The big pros of big data

There is no downside to storing digital data.

With the start of a new year and resolution-making in full force, many of us are purging, streamlining and simplifying. In most areas of our lives, this is probably a good goal. When it comes to big data, however, not so much. In fact, as someone whose office has gone 100% digital, I say hang onto all that mega data — at least until we have a better understanding of how we can put it to work.

The fact is that we cannot ignore big data anymore. Why? Because big data isn’t just big, it’s beyond comprehension and growing exponentially every minute. According to International Data Corporation (IDC), the world’s information now doubles about every year and a half. At press time, IDC reckoned we would create at least 4 ZB (zettabytes) of data in 2014. That data would fill 32 billion iPads (the 128 GB model), which if stacked would be larger than the Great Wall of China. Former Google CEO Eric Schmidt suggests that we now create an entire human history’s worth of data every two days.

What is big data? Simply put, it’s the Internet of things. Everything we do is being captured digitally: websites browsed, books read, geo-locations visited, music listened to, payments made, credit cards used, photos and videos uploaded, you name it and it’s being captured.
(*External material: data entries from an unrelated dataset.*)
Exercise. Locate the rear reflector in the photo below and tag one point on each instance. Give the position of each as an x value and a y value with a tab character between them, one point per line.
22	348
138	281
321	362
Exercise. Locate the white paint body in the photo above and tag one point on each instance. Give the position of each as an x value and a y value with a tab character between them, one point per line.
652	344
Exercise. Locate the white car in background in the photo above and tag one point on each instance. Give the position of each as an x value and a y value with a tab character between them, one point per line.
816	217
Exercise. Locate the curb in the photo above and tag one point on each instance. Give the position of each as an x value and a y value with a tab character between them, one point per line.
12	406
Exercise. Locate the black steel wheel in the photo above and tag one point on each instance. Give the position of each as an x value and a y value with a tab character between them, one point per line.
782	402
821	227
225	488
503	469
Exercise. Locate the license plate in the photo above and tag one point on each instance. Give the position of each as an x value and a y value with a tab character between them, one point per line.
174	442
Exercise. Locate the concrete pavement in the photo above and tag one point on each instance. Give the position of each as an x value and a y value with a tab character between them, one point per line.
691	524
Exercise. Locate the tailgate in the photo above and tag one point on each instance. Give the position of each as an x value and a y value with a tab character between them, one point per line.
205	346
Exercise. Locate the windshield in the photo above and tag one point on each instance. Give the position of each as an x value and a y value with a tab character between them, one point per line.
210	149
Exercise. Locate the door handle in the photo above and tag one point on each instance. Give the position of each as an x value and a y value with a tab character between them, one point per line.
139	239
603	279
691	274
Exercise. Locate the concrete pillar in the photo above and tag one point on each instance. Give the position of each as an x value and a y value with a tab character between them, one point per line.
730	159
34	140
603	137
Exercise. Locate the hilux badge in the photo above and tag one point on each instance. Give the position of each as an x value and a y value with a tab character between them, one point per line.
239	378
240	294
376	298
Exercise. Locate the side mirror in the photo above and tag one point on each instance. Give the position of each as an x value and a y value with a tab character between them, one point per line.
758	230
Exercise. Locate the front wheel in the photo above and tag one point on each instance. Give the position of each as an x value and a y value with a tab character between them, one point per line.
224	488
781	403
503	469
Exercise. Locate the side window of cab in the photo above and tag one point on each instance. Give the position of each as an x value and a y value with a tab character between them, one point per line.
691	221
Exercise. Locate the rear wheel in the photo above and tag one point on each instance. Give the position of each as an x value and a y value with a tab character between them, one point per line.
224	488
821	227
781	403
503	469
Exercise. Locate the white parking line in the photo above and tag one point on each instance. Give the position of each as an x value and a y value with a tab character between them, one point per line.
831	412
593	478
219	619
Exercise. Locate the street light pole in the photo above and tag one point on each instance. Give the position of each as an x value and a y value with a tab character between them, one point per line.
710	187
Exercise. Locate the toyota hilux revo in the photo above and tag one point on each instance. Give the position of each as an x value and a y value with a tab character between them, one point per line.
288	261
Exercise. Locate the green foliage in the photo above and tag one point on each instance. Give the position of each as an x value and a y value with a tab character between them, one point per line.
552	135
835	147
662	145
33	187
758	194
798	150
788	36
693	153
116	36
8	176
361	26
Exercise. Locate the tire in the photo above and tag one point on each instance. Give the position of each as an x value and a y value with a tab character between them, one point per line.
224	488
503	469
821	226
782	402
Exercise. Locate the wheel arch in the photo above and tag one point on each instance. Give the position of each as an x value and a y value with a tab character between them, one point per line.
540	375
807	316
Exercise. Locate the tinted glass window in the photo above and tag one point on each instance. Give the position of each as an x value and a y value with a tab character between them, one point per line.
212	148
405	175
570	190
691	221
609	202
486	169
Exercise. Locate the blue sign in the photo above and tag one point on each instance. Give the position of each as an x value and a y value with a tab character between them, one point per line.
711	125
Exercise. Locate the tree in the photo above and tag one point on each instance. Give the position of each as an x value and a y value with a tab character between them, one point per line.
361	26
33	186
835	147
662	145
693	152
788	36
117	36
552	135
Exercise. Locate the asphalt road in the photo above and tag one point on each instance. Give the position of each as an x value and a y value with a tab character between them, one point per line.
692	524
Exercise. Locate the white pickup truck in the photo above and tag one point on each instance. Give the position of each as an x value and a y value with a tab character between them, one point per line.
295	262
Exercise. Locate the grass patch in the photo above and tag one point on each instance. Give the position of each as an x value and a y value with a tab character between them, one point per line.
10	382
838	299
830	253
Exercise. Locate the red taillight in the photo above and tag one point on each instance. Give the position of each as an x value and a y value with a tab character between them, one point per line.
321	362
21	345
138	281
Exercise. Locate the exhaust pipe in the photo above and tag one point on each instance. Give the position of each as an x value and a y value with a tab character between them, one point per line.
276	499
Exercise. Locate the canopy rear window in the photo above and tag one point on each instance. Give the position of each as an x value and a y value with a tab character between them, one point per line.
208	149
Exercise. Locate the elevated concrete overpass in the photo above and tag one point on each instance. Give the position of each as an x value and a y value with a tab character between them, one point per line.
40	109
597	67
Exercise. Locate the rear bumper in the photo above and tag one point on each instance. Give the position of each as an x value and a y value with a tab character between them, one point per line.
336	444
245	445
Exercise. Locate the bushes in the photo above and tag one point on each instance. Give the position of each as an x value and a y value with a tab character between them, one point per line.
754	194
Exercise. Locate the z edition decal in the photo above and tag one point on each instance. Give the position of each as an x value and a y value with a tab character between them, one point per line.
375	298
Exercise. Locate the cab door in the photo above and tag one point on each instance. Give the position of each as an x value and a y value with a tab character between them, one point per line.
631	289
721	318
Big data can be structured, semi-structured or unstructured. Structured and semi-structured data can include a personal component (Facebook, Instagram, Twitter) and business or enterprise component (financial records, XBRL, RFID, social media postings). Data librarian scientists are already proficient at indexing and identifying trends using this data. For example, homophily, or our tendency to associate with people like us, means that it’s possible for data analysts to determine how and where we’ll spend time and money based on our Facebook friends and LinkedIn contacts. Or, they can easily turn to the saved GPS coordinates from our smartphones to create an accurate picture of exactly where we’ve been in the past month and then derive key pieces of information, such as where we like to shop, spend our free time, etc.

Unstructured data includes voice, videos, PDFs and all the text available on all web pages. According to a recent editorial in the Journal of Information Systems (published by the American Accounting Association), "unstructured data represent the largest proportion of existing data and the greatest opportunity for exploiting Big Data."We can already do simplified searches of all kinds of information, and techniques are being developed and refined to filter through all untagged text, photos and videos. We’ve advanced far enough now that there is huge potential to improve client services.

Before our office became digital, I was often asked how long we should hang on to client documents. This question used to be a balance between litigative exposure, client service and cost. Now that we’re paperless, I see no reason to get rid of anything that has been published because in our digital world, information exists beyond our office and is ready for someone else to use. And, for all practical purposes, data storage costs nothing. Given that there’s no negative to saving digital data, we should absolutely hang on to published unstructured data because one day soon we will be able to sort it, index it and use it to offer better client service and find ways to work more efficiently. Think about what you might learn if you could access all the correspondence you’ve had with clients and suppliers over the past 10 years. The fact is, we have infinite capacity to store information in all its forms. Don’t be afraid. Save it, embrace it and use it.